The move away from defined-benefit plans to defined-contribution plans is hardly news. But a recent poll of HR professionals suggests that this reality is now being acknowledged by job candidates and employees.
In a recent poll of 220 HR professionals conducted by Human Resource Executive® and South Norwalk, Conn.-based ERC Dataplus Inc., 56 percent of respondents said job applicants ask about 401(k) or 403(b) plans either all of the time or most of the time. In comparison, 32 percent of those polled indicated they asked about traditional defined-benefit plans all of the time or most of the time.
"Employees may not welcome the change, but they seem to acknowledge it," says Michael Markowich, a benefits consultant based in Huntingdon Valley, Pa.
Markowich, who played a key role in designing the survey questionnaire and analyzing the findings, believes companies that assist their employees in retirement planning in this environment will have a competitive edge in recruiting and retaining talent. "If companies cannot afford the costs of traditional pensions, then perhaps investment in financial educational seminars may be a viable cost-effective alternative," he says.

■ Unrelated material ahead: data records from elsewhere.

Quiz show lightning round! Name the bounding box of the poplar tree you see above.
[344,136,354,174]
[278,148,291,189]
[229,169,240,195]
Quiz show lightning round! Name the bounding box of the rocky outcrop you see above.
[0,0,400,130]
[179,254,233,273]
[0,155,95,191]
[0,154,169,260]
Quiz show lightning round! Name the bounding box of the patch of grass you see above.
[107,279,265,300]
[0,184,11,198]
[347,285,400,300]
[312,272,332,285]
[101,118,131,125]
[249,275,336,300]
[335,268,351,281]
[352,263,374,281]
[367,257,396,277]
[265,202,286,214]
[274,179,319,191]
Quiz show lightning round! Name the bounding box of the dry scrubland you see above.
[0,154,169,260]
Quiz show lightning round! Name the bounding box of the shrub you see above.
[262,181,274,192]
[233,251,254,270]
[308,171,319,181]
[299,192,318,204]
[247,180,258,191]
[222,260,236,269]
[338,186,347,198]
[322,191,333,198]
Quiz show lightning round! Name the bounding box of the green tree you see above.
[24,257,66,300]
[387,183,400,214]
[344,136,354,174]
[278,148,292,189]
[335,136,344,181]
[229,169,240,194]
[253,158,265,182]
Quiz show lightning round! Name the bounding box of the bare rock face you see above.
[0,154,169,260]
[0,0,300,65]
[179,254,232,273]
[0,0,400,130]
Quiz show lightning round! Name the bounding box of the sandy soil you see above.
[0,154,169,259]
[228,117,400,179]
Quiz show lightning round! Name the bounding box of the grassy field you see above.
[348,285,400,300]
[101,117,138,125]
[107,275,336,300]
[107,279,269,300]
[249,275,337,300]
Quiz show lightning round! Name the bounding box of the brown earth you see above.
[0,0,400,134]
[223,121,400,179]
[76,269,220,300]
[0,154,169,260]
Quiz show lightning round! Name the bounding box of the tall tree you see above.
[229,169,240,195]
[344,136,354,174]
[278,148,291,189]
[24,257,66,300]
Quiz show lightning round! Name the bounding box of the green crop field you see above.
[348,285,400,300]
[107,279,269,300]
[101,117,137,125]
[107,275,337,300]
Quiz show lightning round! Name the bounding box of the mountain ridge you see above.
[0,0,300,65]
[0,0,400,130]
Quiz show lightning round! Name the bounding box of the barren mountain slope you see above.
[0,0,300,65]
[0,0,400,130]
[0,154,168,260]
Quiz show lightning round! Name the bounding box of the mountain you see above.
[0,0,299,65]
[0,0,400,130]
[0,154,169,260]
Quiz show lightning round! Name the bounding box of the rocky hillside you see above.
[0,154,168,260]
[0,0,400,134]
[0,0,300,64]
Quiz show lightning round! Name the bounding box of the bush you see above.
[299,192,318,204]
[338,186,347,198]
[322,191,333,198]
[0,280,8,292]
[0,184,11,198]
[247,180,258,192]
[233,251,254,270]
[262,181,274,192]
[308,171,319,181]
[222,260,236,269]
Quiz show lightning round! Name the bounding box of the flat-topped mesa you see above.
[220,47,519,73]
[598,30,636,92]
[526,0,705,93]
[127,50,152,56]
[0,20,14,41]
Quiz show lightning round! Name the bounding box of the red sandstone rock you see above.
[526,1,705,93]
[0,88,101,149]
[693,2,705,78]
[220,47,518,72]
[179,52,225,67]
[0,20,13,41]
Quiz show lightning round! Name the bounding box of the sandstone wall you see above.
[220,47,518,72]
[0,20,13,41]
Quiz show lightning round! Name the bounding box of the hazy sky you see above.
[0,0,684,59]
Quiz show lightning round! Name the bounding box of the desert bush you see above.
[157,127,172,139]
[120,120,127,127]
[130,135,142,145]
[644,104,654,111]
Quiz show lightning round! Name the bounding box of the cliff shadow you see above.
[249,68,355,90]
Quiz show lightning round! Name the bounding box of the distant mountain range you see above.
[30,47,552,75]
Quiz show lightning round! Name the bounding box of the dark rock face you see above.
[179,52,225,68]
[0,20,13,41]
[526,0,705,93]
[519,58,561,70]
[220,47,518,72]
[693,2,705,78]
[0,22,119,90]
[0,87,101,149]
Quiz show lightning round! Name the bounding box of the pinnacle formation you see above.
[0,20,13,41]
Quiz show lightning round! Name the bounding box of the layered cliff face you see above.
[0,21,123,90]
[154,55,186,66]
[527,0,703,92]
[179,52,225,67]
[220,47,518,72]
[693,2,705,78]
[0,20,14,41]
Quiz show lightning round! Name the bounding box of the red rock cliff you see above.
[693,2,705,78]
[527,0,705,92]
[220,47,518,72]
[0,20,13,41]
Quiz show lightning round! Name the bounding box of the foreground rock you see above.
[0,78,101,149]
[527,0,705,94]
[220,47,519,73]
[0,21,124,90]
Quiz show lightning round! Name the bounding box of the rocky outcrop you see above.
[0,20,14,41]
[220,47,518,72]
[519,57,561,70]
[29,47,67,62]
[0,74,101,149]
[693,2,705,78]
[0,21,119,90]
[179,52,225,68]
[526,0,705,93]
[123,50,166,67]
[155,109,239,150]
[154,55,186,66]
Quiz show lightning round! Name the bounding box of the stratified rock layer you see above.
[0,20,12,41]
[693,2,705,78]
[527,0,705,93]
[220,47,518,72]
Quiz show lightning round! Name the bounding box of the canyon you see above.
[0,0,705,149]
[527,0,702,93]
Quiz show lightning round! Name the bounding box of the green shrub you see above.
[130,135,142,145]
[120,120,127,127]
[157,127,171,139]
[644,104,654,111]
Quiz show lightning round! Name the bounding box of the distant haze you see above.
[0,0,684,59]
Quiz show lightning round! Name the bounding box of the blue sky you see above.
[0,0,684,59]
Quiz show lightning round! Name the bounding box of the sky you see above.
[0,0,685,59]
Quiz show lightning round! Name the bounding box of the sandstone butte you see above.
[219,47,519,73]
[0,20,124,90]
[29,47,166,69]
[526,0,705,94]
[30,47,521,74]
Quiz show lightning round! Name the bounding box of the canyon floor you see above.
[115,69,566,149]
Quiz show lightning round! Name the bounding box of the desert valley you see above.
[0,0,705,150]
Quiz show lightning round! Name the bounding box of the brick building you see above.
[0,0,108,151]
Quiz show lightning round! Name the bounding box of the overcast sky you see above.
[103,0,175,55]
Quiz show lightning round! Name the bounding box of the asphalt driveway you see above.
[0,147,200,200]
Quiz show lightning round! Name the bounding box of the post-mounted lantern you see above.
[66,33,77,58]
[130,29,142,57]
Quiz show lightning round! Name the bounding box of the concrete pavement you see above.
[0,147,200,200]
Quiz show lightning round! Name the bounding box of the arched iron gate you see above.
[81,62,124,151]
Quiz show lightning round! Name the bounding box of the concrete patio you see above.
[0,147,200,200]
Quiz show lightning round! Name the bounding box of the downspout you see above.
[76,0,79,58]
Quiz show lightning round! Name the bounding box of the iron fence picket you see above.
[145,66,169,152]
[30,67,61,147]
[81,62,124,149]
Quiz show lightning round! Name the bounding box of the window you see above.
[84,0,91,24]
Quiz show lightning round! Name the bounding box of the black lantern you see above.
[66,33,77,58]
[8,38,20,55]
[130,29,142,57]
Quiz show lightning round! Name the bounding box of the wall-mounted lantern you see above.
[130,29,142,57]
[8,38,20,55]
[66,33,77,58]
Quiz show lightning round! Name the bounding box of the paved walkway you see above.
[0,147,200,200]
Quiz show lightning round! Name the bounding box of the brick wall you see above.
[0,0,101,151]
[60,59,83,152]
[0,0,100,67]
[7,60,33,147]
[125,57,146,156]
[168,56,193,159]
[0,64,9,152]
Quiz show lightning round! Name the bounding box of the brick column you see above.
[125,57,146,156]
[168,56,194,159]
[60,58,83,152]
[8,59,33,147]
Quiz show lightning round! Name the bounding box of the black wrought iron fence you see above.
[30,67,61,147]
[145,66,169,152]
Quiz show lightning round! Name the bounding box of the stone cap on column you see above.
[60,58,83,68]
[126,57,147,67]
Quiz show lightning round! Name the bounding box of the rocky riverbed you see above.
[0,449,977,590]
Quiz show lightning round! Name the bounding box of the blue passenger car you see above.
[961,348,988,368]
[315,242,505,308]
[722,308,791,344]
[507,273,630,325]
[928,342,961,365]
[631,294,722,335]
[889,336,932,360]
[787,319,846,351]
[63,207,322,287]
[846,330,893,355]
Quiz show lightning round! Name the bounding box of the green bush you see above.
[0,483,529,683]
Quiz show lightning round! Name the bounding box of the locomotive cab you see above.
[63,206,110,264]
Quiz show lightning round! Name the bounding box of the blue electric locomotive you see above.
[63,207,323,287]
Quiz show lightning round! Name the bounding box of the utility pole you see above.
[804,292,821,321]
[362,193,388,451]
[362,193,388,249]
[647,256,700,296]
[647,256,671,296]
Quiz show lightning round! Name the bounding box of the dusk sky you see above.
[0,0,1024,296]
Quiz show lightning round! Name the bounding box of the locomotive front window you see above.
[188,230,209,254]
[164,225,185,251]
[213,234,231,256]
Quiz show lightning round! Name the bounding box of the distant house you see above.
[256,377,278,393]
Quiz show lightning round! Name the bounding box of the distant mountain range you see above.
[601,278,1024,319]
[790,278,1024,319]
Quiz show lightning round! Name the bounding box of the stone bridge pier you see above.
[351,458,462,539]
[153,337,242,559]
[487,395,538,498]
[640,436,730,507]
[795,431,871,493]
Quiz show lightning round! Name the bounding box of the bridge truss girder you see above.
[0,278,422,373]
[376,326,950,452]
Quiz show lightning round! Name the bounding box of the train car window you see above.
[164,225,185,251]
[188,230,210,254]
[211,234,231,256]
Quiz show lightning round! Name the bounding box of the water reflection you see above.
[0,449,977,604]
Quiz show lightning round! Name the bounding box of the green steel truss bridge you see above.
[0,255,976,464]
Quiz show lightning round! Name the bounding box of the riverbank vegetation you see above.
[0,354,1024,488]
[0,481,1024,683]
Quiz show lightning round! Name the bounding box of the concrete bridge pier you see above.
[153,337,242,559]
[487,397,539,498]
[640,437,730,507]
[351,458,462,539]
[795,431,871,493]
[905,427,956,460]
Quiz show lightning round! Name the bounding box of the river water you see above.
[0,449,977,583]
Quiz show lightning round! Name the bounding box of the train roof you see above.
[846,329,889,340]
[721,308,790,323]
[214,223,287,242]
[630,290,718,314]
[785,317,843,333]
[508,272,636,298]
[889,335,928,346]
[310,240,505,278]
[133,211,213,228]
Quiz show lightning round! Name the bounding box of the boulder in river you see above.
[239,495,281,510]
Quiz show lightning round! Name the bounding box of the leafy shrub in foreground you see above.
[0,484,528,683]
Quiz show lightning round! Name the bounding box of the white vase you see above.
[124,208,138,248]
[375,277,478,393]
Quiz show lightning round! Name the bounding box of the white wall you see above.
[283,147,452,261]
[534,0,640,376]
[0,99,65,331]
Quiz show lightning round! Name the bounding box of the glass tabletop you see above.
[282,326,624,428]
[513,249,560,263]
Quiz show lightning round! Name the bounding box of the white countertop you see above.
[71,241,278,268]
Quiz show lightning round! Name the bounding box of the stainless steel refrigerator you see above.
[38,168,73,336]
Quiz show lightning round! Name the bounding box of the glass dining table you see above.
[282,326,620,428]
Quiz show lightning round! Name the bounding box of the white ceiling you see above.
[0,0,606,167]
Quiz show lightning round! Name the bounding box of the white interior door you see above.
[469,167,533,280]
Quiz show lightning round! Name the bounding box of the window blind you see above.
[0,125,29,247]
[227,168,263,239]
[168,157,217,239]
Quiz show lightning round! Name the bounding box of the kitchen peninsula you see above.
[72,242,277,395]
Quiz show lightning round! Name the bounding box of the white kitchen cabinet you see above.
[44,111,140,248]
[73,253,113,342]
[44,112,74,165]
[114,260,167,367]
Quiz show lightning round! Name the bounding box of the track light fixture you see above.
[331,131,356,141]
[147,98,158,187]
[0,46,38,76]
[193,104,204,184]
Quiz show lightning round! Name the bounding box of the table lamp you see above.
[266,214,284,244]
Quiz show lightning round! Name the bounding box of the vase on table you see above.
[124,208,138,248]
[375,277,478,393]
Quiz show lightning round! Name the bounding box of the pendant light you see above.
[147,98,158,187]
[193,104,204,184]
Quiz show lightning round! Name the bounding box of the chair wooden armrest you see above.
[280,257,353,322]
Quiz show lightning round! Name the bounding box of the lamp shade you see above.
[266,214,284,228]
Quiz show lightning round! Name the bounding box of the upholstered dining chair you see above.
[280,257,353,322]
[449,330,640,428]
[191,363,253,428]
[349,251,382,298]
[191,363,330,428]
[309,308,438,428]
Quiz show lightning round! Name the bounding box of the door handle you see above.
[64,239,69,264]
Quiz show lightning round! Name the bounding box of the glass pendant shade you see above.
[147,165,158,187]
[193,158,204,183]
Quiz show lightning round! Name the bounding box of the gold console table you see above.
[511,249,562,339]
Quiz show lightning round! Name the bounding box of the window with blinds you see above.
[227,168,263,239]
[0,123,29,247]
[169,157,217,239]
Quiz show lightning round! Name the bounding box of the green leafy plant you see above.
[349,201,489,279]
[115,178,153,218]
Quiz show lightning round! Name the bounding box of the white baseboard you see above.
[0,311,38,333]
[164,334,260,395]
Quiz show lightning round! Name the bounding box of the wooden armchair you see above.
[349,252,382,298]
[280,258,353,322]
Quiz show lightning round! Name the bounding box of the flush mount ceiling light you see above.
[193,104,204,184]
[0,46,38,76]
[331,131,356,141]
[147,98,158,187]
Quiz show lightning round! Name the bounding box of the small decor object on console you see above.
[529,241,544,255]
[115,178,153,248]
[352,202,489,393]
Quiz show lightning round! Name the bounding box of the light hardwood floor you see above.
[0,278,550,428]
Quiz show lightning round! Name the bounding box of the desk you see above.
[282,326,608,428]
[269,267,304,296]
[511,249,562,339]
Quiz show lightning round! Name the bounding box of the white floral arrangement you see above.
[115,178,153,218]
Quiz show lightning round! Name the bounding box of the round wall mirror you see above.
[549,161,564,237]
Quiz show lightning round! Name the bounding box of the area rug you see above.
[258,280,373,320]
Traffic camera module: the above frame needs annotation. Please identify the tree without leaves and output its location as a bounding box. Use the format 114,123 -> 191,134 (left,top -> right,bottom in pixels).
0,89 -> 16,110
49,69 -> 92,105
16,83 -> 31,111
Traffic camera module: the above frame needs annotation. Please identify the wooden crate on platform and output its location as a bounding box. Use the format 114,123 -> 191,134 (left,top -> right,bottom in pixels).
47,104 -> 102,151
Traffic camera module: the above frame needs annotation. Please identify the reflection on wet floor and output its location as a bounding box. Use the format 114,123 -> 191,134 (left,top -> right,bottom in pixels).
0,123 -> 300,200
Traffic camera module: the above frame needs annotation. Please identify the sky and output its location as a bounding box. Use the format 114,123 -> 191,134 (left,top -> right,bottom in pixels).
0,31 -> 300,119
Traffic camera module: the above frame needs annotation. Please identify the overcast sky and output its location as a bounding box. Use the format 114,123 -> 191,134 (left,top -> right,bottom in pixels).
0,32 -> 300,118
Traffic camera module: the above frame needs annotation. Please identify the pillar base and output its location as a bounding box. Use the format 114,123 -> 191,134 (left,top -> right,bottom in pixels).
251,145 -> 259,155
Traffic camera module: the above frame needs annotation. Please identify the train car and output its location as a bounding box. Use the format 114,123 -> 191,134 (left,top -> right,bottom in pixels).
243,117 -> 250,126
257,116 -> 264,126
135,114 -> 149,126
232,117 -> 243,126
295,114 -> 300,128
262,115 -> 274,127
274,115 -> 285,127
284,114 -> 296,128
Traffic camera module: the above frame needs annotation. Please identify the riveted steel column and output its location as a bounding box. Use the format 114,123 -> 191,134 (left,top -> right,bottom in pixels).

As might be expected, most of the respondents felt both DC plans and traditional DB plans were instrumental in recruiting talent. The degree of importance, however, varied significantly by plan type. Roughly 90 percent said their DC plans were either very helpful or helpful in attracting workers, while about 60 percent described their DB plans that way.
Similarly, the respondents said their DB and DC plans served as effective retention tools. In terms of retention, however, the gap between plan types was much less evident, with respondents giving nearly equal weight to each (roughly 79 percent in the case of DC plans, compared to 74 percent for DB plans).
Of those working at companies with DB plans (43 percent of the respondents), roughly 40 percent indicated they were either making changes to their plans or expected to be making changes soon. Asked what kind of changes were being implemented or considered for their plans, 7 percent said "terminating it" and 12 percent said "converting it to a cash-balance plan."
About 91 percent of the respondents said their companies offered a DC plan.
Despite its usefulness in increasing plan participation, automatic enrollment remains rare in most organizations, with one in four respondents with a DC plan (25 percent) noting they automatically enroll new participants. But that could see a noticeable increase in the future, with 19 percent of the respondents indicating they were considering the use of this approach.
As might be expected, only a handful of the respondents (6 percent) said their organizations were offering the recently enacted Roth 401(k). But the study revealed that 22 percent of the respondents were considering adding it to their retirement arsenal. Of the 70 percent of the respondents whose organizations were not considering a Roth 401(k), 39 percent reported the primary reason was they didn't perceive value in offering it while 21 percent said the potential administrative headaches were the principal factor.